If you wish to know more about LWS and the important role on improving the GPU cache utilization, we suggest having a look at the presentation "Even Faster CNNs: Exploring the New Class of Winograd Algorithms available at the following link:

https://www.embedded-vision.com/platinum-members/arm/embedded-vision-training/videos/pages/may-2018-embedded-vision-summit-iodice

Tuning a network from scratch can be long and affect considerably the execution time for the first run of your network. It is recommended for this reason to store the CLTuner's result in a file to amortize this time when you either re-use the same network or the functions with the same configurations. The tuning is performed only once for each OpenCL kernel.

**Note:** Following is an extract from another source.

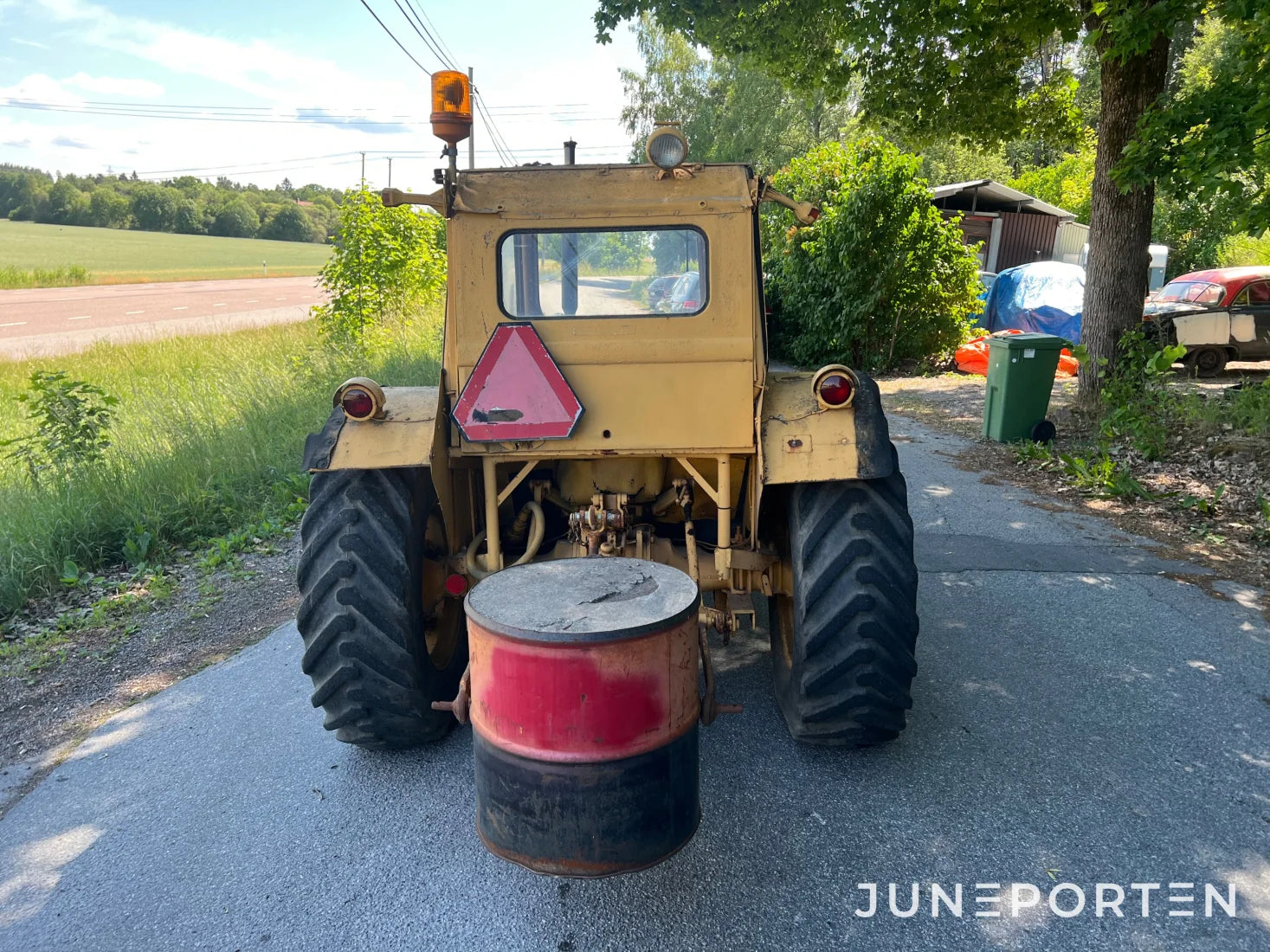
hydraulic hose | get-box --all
[463,500,547,582]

CLTuner looks for the optimal LWS for each unique OpenCL kernel configuration. Since a function (i.e. Convolution Layer, Pooling Layer, Fully Connected Layer ...) can be called multiple times but with different parameters, we associate an "id" (called "config_id") to each kernel to distinguish the unique configurations.

#Example: 2 unique Matrix Multiply configurations
TensorShape a0 = TensorShape(32,32);
TensorShape b0 = TensorShape(32,32);
TensorShape c0 = TensorShape(32,32);
TensorShape a1 = TensorShape(64,64);
TensorShape b1 = TensorShape(64,64);
TensorShape c1 = TensorShape(64,64);
Tensor a0_tensor;
Tensor b0_tensor;
Tensor c0_tensor;
Tensor a1_tensor;
Tensor b1_tensor;
Tensor c1_tensor;
a0_tensor.allocator()->init(TensorInfo(a0, 1, DataType::F32));
b0_tensor.allocator()->init(TensorInfo(b0, 1, DataType::F32));
c0_tensor.allocator()->init(TensorInfo(c0, 1, DataType::F32));
a1_tensor.allocator()->init(TensorInfo(a1, 1, DataType::F32));
b1_tensor.allocator()->init(TensorInfo(b1, 1, DataType::F32));
c1_tensor.allocator()->init(TensorInfo(c1 1, DataType::F32));
CLGEMM gemm0;
CLGEMM gemm1;
// Configuration 0
gemm0.configure(&a0, &b0, nullptr, &c0, 1.0f, 0.0f);
// Configuration 1
gemm1.configure(&a1, &b1, nullptr, &c1, 1.0f, 0.0f);

How to use it

All the graph examples in the Compute Library's folder "examples" and the arm_compute_benchmark accept an argument to enable the OpenCL tuner and an argument to export/import the LWS values to/from a file

#Enable CL tuner
./graph_mobilenet --enable-tuner –-target=CL
./arm_compute_benchmark --enable-tuner

#Export/Import to/from a file
./graph_mobilenet --enable-tuner --target=CL --tuner-file=acl_tuner.csv
./arm_compute_benchmark --enable-tuner --tuner-file=acl_tuner.csv

If you are importing the CLTuner'results from a file, the new tuned LWS values will be appended to it.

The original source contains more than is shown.